Department of Research and Evaluation, Kaiser Permanente Southern California Medical Group , Pasadena, California, USA.
Division of Research, Kaiser Permanente , Oakland, California, USA.
Inform Health Soc Care. 2021 Mar 2;46(1):18-28. doi: 10.1080/17538157.2020.1828890. Epub 2020 Nov 17.
Accurate identification of transgender persons is a critical first step in conducting transgender health studies. To develop an automated algorithm for identifying transgender individuals from electronic medical records (EMR) using free-text clinical notes. The development and validation of the algorithm was based on data from an integrated healthcare system that served as a participating site in the multicenter Study of Transition Outcomes and Gender. The training and test datasets each contained a total of 300 individuals identified between 2006 and 2014. Both datasets underwent a full medical record review by experienced research abstractors. The validated algorithm was then implemented to identify transgender individuals in the EMR using all clinical notes of patients that received care between January 1, 2015 and June 30, 2018. Validation of the algorithm against the full chart review demonstrated a high degree of accuracy with 97% sensitivity, 95% specificity, 94% positive predictive value, and 97% negative predictive value. The algorithm classified 7,409 individuals (3.5%) as "Definitely transgender" and 679 individuals (0.3%) as "Probably transgender" out of 212,138 candidates with a total of 378,641 clinical notes. The computerized NLP algorithm can support essential efforts to improve the health of transgender people.

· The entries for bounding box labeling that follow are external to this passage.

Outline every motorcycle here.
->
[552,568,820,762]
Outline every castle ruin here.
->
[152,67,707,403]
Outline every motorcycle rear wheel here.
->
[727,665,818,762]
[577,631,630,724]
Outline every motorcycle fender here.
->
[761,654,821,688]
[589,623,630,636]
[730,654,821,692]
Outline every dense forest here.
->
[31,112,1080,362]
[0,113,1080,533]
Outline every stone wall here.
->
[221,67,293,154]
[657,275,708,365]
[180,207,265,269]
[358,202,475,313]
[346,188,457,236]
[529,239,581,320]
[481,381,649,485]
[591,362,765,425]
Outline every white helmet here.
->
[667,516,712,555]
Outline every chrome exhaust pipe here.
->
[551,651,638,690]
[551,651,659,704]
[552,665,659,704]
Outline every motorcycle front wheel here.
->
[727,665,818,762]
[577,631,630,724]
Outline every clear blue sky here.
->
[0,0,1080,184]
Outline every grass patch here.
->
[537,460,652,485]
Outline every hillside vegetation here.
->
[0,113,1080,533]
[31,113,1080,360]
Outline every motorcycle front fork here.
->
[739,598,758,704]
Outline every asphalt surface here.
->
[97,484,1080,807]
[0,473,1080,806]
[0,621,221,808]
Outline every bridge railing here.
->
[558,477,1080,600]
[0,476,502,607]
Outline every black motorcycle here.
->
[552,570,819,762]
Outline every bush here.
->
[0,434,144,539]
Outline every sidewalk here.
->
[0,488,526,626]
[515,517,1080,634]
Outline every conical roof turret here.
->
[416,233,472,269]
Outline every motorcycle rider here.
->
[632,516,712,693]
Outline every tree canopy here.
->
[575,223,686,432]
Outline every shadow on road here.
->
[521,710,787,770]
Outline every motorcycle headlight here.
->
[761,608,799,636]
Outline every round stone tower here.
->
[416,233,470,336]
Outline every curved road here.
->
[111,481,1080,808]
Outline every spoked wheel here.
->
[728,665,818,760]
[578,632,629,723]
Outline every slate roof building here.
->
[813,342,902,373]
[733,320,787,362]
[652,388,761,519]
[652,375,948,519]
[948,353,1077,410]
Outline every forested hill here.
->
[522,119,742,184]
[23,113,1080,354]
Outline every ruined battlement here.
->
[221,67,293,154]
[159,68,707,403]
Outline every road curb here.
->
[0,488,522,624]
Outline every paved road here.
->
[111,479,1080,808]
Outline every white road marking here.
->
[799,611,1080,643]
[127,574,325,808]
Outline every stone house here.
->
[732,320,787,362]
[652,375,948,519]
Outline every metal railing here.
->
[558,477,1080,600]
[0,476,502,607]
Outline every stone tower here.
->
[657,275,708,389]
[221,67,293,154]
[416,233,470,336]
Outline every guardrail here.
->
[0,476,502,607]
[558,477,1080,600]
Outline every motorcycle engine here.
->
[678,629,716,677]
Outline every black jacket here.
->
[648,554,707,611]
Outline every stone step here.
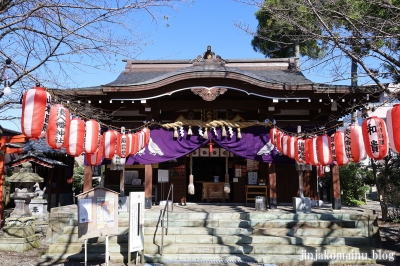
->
[48,243,371,255]
[140,211,368,221]
[48,242,128,254]
[144,227,363,237]
[141,244,371,255]
[42,252,127,265]
[143,235,369,246]
[63,226,129,235]
[57,234,369,245]
[144,254,376,266]
[142,219,356,229]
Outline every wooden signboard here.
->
[76,187,119,239]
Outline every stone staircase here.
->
[43,206,378,265]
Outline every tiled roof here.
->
[7,152,67,168]
[22,138,66,154]
[104,65,313,86]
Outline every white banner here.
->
[128,192,144,252]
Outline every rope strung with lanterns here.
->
[21,84,400,176]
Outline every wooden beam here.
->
[144,164,152,209]
[331,165,342,210]
[268,163,278,209]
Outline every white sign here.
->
[158,169,169,183]
[128,192,144,252]
[96,197,115,229]
[78,199,92,223]
[247,172,258,185]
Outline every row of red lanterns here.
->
[21,87,150,165]
[270,105,400,166]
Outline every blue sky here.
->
[77,0,264,86]
[1,0,264,131]
[1,0,360,131]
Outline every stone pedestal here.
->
[10,199,32,217]
[293,197,311,213]
[0,217,40,252]
[29,198,47,219]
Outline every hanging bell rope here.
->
[224,152,231,194]
[188,153,194,195]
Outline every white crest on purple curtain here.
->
[147,138,164,156]
[257,140,275,155]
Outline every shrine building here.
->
[65,47,381,209]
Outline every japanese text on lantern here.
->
[344,128,353,158]
[55,108,67,144]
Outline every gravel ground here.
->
[0,201,400,266]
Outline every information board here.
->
[158,169,169,183]
[128,192,144,252]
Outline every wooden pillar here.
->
[297,170,304,198]
[53,168,60,207]
[46,168,53,212]
[144,164,153,209]
[331,165,342,210]
[119,169,125,197]
[268,163,278,209]
[83,165,93,192]
[0,137,7,228]
[0,135,27,228]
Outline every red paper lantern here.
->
[331,131,349,166]
[282,134,290,155]
[269,127,277,146]
[117,133,132,158]
[138,130,144,151]
[386,104,400,153]
[317,164,325,177]
[294,138,305,163]
[131,133,139,155]
[361,116,389,160]
[65,118,85,157]
[111,154,126,167]
[142,127,150,147]
[85,136,103,166]
[317,134,332,165]
[275,130,283,153]
[85,119,100,154]
[46,104,71,150]
[287,136,297,159]
[126,133,133,155]
[21,87,51,139]
[304,139,312,164]
[344,124,367,162]
[103,130,120,160]
[308,137,319,165]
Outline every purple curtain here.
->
[126,126,293,165]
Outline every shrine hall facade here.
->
[65,48,380,209]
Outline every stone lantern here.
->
[6,162,47,217]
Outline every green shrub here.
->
[347,199,365,207]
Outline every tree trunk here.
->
[294,41,300,70]
[351,60,358,87]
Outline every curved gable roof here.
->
[103,60,313,87]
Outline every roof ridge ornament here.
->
[190,87,228,102]
[192,45,227,65]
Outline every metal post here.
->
[167,184,174,212]
[106,235,109,266]
[85,239,87,266]
[160,210,164,257]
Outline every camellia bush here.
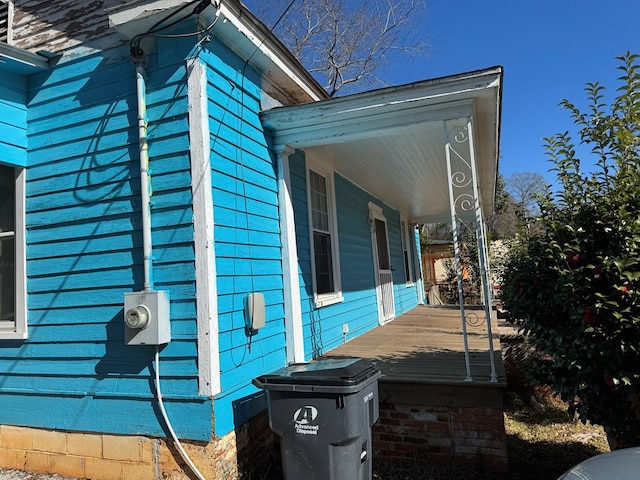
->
[501,53,640,448]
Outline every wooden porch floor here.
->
[324,305,507,388]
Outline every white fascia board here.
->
[0,43,49,75]
[262,67,502,144]
[107,0,328,104]
[213,0,329,104]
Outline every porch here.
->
[325,306,508,472]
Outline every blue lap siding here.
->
[0,43,212,440]
[0,72,27,167]
[200,41,286,436]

准确识别跨性别者是进行跨性别健康研究的关键第一步。本研究旨在开发一种基于电子病历(EMR)中自由文本临床记录自动识别跨性别个体的算法。该算法的开发和验证基于来自一个综合性医疗保健系统的数据,该系统是跨中心过渡结果和性别研究的参与站点之一。训练集和测试集分别包含了 2006 年至 2014 年间总共 300 名被识别的个体。两个数据集都经过了经验丰富的研究记录员进行的完整病历审查。然后,使用所有接受 2015 年 1 月 1 日至 2018 年 6 月 30 日期间治疗的患者的临床记录,将验证后的算法应用于 EMR 中识别跨性别个体。该算法对完整图表审查的验证显示出高度的准确性,敏感性为 97%,特异性为 95%,阳性预测值为 94%,阴性预测值为 97%。该算法在 212138 名候选者中,共 378641 条临床记录中,将 7409 名个体(3.5%)分类为“绝对跨性别”,将 679 名个体(0.3%)分类为“可能跨性别”。计算机化自然语言处理算法可以支持改善跨性别者健康的重要努力。